Tapi mengumbar foto lalu membuat caption yang ditujukan khusus untuk gurunya. Sambil menceritakan keberhasilan ambisi dan membandingkannya dengan rasa sakit hatinya dulu, apakah bukan termasuk kategori dendam bin kesumat?

Saya pernah kenal dengan seorang dosen. Yang ketika SD bersekolah di bumi Parahiyangan. Pada satu ketika, saat beliau diminta untuk ikut lomba cerdas cermat, hasilnya tak sesuai dengan yang diharapkan. Gurunya pun kecewa. Lantas menyebut dosen itu dengan sebutan ‘Belet’ (bahasa Sunda: artinya bodoh). Dan ‘Tuk’ (dekil).

Ucapan itu jelas membekas di dalam di hatinya. Namun dijadikan cambukan. Motivasi.
Dibuktikannya dengan berhasil masuk ke perguruan tinggi negeri. Menjadi master. Kemudian menjadi dosen. Yang bahkan buku yang ditulisnya pun sudah digunakan oleh siswa SMK se Indonesia.

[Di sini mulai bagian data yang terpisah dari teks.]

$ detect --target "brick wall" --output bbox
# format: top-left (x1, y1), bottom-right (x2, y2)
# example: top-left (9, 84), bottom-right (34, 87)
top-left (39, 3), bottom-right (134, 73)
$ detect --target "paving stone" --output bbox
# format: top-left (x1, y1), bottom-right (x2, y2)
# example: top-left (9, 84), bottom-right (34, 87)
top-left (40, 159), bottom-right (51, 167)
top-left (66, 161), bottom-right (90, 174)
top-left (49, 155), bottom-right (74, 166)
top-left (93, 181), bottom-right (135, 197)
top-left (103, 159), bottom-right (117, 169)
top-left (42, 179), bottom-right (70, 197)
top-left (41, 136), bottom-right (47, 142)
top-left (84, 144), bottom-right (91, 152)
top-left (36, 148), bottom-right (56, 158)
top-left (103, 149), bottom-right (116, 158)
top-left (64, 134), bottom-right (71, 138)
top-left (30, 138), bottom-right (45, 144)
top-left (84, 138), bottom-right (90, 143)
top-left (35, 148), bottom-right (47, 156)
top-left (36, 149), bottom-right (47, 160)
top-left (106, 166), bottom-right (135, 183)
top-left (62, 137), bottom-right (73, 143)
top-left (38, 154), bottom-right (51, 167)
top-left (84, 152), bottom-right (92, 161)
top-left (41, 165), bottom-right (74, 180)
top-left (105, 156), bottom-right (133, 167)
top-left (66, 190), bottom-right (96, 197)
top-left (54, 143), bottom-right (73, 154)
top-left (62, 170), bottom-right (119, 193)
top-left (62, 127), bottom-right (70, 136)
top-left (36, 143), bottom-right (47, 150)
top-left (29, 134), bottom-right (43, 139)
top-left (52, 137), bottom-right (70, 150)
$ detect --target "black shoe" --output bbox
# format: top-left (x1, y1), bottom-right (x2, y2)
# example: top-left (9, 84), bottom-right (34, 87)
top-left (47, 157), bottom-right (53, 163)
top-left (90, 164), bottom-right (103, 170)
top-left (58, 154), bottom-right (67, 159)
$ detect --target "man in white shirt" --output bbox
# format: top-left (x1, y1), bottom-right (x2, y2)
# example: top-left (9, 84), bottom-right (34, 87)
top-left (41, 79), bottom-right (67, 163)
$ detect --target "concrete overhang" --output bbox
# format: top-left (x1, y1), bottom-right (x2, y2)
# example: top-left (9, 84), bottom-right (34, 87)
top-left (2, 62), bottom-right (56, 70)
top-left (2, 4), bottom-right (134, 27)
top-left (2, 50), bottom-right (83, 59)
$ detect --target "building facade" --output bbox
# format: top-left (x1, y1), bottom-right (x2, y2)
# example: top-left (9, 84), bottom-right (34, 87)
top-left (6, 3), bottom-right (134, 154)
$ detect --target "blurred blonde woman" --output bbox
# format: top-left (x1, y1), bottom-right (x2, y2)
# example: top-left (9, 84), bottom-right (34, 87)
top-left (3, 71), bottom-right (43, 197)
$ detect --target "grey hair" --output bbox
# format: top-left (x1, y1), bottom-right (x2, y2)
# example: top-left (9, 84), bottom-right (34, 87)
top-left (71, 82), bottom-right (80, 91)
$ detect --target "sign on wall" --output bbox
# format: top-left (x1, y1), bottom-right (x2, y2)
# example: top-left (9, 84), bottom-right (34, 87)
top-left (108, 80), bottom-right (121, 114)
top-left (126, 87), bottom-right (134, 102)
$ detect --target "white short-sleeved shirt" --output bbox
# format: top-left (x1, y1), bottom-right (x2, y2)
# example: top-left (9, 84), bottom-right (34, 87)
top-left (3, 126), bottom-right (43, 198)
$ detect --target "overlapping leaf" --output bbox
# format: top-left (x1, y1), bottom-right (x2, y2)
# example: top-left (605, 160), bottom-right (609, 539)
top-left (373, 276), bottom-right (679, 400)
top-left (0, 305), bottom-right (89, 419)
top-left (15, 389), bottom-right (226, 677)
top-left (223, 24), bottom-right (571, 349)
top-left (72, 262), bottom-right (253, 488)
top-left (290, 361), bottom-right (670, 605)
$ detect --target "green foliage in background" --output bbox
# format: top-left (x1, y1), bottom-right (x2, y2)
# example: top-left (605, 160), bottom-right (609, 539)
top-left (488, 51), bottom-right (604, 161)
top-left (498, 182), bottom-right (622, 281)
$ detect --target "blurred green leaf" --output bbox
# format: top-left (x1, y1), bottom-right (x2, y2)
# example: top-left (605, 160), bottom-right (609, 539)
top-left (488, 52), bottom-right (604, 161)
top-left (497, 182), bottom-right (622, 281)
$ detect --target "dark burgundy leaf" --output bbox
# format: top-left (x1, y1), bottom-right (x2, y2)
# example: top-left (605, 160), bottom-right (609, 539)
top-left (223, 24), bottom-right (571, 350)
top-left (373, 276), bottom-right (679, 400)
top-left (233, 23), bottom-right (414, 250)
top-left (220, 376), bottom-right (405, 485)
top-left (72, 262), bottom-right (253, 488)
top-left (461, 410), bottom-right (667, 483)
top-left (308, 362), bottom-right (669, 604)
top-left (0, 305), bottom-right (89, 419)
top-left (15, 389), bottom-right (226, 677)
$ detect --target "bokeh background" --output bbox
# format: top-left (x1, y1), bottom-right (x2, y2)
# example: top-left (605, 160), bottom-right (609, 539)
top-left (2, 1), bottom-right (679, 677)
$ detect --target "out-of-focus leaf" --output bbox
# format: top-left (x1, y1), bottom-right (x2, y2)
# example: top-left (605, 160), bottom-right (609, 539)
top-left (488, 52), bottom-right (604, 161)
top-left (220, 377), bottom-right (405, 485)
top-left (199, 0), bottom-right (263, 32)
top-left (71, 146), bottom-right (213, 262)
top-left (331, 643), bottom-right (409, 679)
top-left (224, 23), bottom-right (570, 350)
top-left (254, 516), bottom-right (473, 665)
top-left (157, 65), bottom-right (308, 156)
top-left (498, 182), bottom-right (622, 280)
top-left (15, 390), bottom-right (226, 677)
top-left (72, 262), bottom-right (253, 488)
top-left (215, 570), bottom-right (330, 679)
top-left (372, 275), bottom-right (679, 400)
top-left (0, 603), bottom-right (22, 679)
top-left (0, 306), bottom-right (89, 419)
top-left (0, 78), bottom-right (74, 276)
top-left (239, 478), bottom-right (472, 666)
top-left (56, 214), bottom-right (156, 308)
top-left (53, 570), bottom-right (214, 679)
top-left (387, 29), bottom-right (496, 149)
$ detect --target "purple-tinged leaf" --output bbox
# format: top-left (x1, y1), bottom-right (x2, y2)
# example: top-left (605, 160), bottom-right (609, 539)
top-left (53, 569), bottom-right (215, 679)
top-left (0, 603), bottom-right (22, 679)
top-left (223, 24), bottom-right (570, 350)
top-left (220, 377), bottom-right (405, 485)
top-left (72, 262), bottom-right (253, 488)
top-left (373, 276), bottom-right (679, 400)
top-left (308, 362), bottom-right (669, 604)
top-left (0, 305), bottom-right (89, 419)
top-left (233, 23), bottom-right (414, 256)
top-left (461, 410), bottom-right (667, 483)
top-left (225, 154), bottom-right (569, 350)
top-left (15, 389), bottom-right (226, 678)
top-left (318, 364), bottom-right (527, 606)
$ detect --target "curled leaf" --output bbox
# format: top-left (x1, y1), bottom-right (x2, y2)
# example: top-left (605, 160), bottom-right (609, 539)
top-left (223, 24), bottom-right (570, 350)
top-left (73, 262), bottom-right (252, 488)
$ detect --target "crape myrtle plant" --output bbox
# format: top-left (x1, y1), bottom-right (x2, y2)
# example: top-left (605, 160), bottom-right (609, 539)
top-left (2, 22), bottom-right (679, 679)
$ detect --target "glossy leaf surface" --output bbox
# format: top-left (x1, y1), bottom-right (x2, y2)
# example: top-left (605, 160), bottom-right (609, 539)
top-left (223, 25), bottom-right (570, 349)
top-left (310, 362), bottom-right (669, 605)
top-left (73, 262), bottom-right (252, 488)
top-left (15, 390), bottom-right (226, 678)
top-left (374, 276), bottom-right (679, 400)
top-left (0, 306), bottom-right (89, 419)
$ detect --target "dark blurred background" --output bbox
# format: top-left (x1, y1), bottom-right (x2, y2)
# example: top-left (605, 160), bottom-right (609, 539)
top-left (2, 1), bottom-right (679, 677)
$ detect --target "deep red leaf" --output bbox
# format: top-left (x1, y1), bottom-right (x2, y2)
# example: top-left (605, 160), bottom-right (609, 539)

Ketika berinteraksi di lingkungan sekolah, kata-kata negatif yang bersifat meremehkan kemampuan peserta didik memang sulit untuk dicegah. Bisa dari pendidik, pembimbing siswa selama masa magang, teman-temannya, atau dari orang lain.

Saya memang baru 8 tahun menjadi guru. Namun sebisa mungkin menghindari kalimat-kalimat yang menjatuhkan itu. Karena dalam pelatihan hipnoterapi yang pernah kami ikuti, kalimat negatif akan mejadi sugesti buruk bagi siswa.

Apalagi pada saat pembelajaran. Gelombang otak siswa bisa mencapai gelombang alfa, theta ataupun delta. Gelombang ini bisa diraih pada awal pembelajaran, dengan tingkat fokus yang tinggi. Pada kondisi ini, otak mereka akan begitu reseptif. Mudah menerima.

“Saya ingin melihat kalian semua sukses,” kata saya kepada mereka. Sebegitu seringnya. Sama seringnya dengan mengucapkan salam atau selamat pagi.

Berbicara begitu, saya ingin mereka menjadi suksesor yang baik apapun bidangnya. Yang lebih menginginkan sukses kesumat dibanding dendamnya. Dengan tetap menghargai guru karena adabnya.